You need to run this on a fnn file not a faa so to do this I isolated the hypothetical protiens from the fnn file and
Use the following basic command to run a blastn
`blastn -task megablast -num_threads 2 -db nt_prok -evalue 1e-6 -outfmt "6 std ppos qcovs stitle sscinames staxid" -max_target_seqs 10 -query PROKKA_09242022_hyp_prot.fnn > PROKKA_09242022_blastn_nt_prok.fnn`
We have two nucleotide databases we can use env_nt (93 million sequences) and nt_prok (8 million sequences)
I then also ran a blastn on the env_nt database
`blastn -task megablast -num_threads 2 -db env_nt -evalue 1e-6 -outfmt "6 std ppos qcovs stitle sscinames staxid" -max_target_seqs 10 -query PROKKA_09242022_hyp_prot.fnn > PROKKA_09242022_blastn_env_nt.fnn`
This took very long to run.

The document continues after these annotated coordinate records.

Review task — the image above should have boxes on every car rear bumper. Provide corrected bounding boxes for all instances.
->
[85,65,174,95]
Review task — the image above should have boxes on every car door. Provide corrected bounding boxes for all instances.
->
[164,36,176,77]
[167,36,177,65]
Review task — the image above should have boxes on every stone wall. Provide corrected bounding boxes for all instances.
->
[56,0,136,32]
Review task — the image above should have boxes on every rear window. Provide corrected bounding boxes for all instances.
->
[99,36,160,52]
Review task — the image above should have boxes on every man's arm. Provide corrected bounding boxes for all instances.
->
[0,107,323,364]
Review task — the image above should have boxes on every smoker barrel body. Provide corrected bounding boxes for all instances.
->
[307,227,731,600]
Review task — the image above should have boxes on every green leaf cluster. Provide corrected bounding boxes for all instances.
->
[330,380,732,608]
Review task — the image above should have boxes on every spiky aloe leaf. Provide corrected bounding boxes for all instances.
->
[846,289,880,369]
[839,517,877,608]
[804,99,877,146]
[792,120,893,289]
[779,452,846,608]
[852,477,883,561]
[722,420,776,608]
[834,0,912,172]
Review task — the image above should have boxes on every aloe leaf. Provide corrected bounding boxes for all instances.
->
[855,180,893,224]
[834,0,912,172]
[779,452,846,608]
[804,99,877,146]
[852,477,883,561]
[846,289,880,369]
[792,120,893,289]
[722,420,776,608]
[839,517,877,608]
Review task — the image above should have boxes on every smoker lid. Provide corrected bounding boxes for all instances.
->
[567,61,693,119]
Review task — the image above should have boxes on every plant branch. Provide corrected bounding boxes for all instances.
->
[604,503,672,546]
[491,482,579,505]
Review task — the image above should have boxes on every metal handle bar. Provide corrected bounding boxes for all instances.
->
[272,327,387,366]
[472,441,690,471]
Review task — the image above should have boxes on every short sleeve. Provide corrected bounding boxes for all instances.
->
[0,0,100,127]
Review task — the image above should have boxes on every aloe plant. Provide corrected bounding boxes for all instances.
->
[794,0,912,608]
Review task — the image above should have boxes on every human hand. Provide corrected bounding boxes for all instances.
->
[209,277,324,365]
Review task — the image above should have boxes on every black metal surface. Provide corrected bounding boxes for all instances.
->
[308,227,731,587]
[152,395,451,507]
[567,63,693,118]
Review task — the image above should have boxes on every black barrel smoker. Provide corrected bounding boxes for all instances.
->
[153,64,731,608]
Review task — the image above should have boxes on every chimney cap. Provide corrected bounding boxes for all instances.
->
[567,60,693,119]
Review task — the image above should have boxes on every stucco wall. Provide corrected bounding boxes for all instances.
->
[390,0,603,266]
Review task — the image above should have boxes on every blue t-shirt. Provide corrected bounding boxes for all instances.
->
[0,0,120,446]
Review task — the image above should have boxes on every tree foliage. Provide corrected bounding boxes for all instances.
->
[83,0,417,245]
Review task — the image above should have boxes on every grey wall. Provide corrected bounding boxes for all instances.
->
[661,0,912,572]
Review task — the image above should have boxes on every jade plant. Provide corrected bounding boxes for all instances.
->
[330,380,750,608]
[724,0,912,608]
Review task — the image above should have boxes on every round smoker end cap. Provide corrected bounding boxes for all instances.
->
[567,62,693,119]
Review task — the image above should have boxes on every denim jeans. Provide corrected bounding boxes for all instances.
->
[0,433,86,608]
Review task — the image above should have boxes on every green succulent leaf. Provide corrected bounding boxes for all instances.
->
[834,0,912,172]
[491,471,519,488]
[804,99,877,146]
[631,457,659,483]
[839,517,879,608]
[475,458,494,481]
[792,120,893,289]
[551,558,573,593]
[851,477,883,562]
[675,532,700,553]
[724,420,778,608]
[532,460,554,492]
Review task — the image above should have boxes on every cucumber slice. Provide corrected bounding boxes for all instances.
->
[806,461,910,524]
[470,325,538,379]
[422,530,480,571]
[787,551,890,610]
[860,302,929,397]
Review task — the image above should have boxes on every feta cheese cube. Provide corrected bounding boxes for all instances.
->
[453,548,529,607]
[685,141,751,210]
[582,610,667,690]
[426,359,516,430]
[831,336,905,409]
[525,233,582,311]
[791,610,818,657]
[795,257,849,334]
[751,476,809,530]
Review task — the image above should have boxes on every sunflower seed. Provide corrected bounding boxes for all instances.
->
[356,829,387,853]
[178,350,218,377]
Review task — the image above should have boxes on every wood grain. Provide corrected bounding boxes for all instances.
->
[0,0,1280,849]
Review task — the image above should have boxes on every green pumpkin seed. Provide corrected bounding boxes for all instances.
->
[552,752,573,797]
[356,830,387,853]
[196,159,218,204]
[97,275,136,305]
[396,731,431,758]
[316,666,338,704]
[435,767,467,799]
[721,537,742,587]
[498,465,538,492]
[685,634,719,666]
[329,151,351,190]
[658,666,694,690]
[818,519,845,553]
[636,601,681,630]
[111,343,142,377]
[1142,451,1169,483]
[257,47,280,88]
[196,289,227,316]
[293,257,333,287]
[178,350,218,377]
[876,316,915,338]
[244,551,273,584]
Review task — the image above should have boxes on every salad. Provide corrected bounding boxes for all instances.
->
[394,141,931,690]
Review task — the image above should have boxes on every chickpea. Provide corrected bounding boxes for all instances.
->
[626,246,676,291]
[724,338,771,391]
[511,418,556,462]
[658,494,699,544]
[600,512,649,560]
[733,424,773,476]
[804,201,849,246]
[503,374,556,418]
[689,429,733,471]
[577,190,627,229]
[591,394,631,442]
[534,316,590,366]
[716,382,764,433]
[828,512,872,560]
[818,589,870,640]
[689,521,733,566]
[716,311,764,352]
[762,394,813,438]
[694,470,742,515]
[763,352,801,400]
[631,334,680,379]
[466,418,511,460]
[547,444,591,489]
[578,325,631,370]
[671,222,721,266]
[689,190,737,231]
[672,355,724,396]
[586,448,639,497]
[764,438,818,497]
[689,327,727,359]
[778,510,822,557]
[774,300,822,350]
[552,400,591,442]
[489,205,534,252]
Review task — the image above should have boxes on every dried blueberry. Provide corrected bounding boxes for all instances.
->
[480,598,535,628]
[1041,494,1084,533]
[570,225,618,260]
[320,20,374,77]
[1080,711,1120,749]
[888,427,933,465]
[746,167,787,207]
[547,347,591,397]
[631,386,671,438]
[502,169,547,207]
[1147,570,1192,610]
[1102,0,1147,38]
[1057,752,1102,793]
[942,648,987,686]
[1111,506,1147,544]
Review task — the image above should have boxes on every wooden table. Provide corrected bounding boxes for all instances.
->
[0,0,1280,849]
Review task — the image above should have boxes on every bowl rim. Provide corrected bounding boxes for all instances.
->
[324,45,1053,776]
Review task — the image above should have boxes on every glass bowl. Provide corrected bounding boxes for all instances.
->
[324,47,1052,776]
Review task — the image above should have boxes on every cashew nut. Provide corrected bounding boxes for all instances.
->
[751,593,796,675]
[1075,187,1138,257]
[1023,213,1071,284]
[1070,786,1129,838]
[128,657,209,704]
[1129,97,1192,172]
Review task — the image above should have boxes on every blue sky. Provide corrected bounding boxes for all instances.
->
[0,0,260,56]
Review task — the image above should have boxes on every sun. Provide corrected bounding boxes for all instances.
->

However, I could've founnd the ids from my faa files and then using those sequence ID's matched and isolated the same sequences in the fnn files. using `samtools faidx`
`samtools faidx ~/lab_04/lab_04/bhqs69/PROKKA_*faa`
env_nt contains nucleotide sequences from environmental samples so its good at finding viruses and other similarly hard to detect organisms
nt_prok contains prokaryotic nucleotide sequences which is helpful for, well, prokaryotes.
### 1.3 Parse the BLAST+ Results
Blast formating is a tricky thing to get right as there is so much variance in how it can get done.
Prof Noh "BLAST+ has the unfortunate characteristic of truncating subject names. If you take a look at the top of you output format 3 files, this will be most obvious. I made BLAST+ output the additional fields stitle and sscinames and because of this."
Profesor Noh's columns in her example are in the following order "qseqid sseqid pident length mismatch gapopen qstart qend sstart send evalue bitscore qcovs stitle sscinames staxid"
Each of these topics corresponds to a different $ and number
query sequence id ($1)
subject sequence id ($2)
full name of subject sequence ($14)
scientific name of subject sequence ($15)
e-value ($11)
bitscore ($12)
query coverage ($13)
and to get these into the final output table use the following command
`awk -F "\t" '{print $1,$2,$14,$15,$11,$12,$13}' OFS="\t" PROKKA_09242022_blastn_nt_prok.fnn`
This command takes the information from the output file and reorganizes it aacording to which topics you want present.
Typically, outputs in genomics are tables as they are easy for future analysis, and awk is a useful command for oragnizing these tables.
Pandas library in Python can also serve as a tool to work for tables.
###### Q1. What are the default values of the options matrix, evalue, max_target_seqs, num_descriptions, num_alignments for each type of BLAST? At what point in the BLAST search would these filters be applied, and under what circumstances would you consider using a value other than the default? (Use each command with the -help option or check out the BLAST+ online manual appendix; between the two you can see all the defaults when you do this)
blastn:
matrix: No Default (https://www.arabidopsis.org/Blast/BLASToptions.jsp)
evalue: 10
max_target_seqs: 500
num_descriptions: 500
num_alignments: 250
blastp:
matrix: Blosum62
evalue: 10
max_target_seqs: 500
num_descriptions: 500
num_alignments: 250
###### Q2. I encourage you to run blastp searches with a non-hypothetical protein that looks interesting and check out the results you get by changing some of the parameters above. Report back on what you find.
I found that the results were far less varied. This makes sense as, if a protien is known, there has already been an identified link between that protien and an origin species.